Monday, July 18th 2016 - Ryan Harman, Prison Reform Trust

When researching the challenges faced by older people in prison, one of the projects I have seen repeatedly referenced as a beacon of good practice is the Lobster Pot at HMP Leyhill. Having already seen some of the great work that is being done by RECOOP in HMP Erlestoke and HMP Guys Marsh earlier this year, I was therefore delighted when I was invited to visit the project last month.

On arrival at the prison my hosts for the day, Jon and Fatima, met me at the entrance and escorted me to the project. Once inside the Lobster Pot, it would be easy to forget you are in a prison at all. It looks and feels just like a busy day centre you might find in the community. There were men engaging in animated conversations and sociable activities to help pass the time. Others were sitting quietly, engrossed in a newspaper or a book. Some had come to chat with the staff to get advice and reassurances about their current situation. A prisoner rep for the centre was adding an event to the busy timetable of activities and talks that was displayed on the wall for the coming month. I was given the immediate impression that this was a safe, engaging and well valued space.

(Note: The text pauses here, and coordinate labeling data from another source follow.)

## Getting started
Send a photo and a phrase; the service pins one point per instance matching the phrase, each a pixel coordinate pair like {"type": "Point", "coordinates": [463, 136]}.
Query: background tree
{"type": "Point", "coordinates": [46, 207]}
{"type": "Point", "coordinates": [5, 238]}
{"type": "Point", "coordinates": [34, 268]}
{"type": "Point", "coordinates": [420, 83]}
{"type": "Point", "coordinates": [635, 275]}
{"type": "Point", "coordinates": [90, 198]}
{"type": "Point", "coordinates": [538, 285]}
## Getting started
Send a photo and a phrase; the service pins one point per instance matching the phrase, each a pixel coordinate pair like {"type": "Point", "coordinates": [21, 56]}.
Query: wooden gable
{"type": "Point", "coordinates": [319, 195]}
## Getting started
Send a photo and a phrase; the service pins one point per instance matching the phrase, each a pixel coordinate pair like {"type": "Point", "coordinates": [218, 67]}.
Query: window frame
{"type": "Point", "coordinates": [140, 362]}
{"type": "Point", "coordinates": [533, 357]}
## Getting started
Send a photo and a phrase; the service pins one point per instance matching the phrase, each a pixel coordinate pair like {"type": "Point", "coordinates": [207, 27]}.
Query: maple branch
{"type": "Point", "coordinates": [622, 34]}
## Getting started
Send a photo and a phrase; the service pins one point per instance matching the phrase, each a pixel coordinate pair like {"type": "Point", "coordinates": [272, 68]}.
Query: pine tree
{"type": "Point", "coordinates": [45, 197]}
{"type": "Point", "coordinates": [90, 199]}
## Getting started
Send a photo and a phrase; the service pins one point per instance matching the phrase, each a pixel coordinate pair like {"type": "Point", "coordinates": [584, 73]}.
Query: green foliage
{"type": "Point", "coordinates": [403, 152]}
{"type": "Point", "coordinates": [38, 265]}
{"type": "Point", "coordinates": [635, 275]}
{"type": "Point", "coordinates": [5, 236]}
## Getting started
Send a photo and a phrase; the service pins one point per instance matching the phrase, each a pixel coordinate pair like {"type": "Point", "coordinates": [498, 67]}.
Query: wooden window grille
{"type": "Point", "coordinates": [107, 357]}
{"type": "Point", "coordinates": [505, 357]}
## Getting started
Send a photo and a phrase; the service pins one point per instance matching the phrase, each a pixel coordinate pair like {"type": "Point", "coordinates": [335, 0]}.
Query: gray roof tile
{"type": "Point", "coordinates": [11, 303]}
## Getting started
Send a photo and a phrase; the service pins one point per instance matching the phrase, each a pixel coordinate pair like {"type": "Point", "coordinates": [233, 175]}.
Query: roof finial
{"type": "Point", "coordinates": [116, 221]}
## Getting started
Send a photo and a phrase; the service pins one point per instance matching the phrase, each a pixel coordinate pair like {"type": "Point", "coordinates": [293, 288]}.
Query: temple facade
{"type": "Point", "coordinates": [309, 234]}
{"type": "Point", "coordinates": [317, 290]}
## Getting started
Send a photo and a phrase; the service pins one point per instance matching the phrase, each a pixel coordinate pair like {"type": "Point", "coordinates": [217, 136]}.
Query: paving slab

The biggest asset the Lobster Pot has is its staff. As Jon kindly showed me round the grounds, he stopped to exchange words of encouragement and friendly quips with people we passed, and was beckoned over in the lunch hall and in the workshops by those wanting to share concerns and appreciative words. This rapport meant that it was very easy to find people willing to show me their accommodation and tell me a little of their personal experiences. It was obvious that many of the men have a real sense of trust for the team. This was not just with the case with the older prisoners that the project is aimed at – the team have clearly built strong relationships with prisoners of all ages and with staff throughout the prison. As a result the Lobster Pot feels firmly embedded in the culture and day to day life of the prison as a whole.

My visit was completed with a session arranged at the day centre with a group of service users. As well as being able to explain a little about the Advice and Information service we run at Prison Reform Trust, it was an important chance to speak with members of the fastest growing population within the prison estate. As we discussed some of the challenges that people had experienced throughout their sentences, one fact became abundantly clear – the amount that they relied on projects like the Lobster Pot was enormous, and some were not sure how they would have managed their time there without it.

With such apparent benefits to the population and to the prison in general, we really hope that funding for projects such as The Lobster Pot continue, and that these can be used across the estate as an inspiring example of the support that older prisoners badly need.